Drink warm lemon tea, helps save your vocal cords after screaming.
Drink plenty of fluids, but not too much cafine, to help flush stress. Drink enough to make your urine clear.
Go for a walk after a light meal. Helps regulate blood sugar and insure you're not hangry.

Pretend like its 1818, and that when you SMS to the service manager that its being transported via a horse driven wagon before a letter can be written with a response. Sometimes if they're out of paper they might need to make some. They may need to feed the horses, wait for the snow to thaw in the spring and gather a military escort to protect the response from pirates.

What ever you do, do not expect a time line or status update. Assume your car is being by the mechanics to pick up their lunch every time you see your milage increase in the app.

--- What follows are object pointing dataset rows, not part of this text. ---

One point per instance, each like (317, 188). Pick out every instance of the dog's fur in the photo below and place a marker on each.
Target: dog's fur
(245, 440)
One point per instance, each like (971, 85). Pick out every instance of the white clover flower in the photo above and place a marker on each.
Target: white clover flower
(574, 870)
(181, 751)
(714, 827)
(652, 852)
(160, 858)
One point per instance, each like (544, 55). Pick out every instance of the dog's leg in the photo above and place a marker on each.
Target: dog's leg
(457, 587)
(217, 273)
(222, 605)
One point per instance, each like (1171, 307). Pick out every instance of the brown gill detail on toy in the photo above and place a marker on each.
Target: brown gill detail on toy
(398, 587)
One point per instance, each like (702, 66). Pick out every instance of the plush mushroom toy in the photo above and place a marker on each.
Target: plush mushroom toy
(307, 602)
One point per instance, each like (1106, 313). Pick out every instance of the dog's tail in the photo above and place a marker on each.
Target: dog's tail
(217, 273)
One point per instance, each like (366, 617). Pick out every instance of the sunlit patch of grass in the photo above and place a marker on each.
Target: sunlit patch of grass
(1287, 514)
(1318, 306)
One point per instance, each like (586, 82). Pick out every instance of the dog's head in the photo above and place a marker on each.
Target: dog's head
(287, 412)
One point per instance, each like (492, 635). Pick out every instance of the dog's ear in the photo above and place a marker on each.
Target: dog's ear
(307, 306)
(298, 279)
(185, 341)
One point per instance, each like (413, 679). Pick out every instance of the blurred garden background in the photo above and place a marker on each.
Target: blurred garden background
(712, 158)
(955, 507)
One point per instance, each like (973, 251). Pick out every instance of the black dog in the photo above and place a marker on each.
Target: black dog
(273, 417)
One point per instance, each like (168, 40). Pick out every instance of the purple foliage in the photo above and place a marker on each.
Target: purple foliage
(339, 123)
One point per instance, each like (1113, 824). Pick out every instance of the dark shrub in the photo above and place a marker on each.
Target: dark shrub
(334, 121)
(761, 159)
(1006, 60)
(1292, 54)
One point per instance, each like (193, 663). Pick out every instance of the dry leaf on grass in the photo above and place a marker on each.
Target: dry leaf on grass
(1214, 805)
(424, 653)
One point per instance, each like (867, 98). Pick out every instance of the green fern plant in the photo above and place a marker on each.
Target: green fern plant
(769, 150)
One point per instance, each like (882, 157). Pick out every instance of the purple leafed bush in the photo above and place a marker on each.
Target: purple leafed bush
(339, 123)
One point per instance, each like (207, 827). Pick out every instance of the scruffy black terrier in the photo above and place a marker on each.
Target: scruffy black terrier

Now that's out of the way enjoy your loaner car. Its launch control isn't as good as the M3P. The front end lifts even when the suspension is set to its low setting, causing the front tires to lose grip. The acceleration isn't as good as the M3P but still nice. Its much quieter, the wheel wells don't bring the sound of dirt or rocks into the cabin.

The next day you leave more SMS and voice mails with service asking for a update and timeline, no response... now is when you go see how good the loaner corners on a gravel road. Try the higest suspension setting on a dirt road and see if you can catch air on the dirt jump the neighbor built with his tractor to test his off road vehicle on.

What I'm saying is I have no idea what I initialed five times on that tablet at the service center, but I assume it entitled them to my first child and and car


----------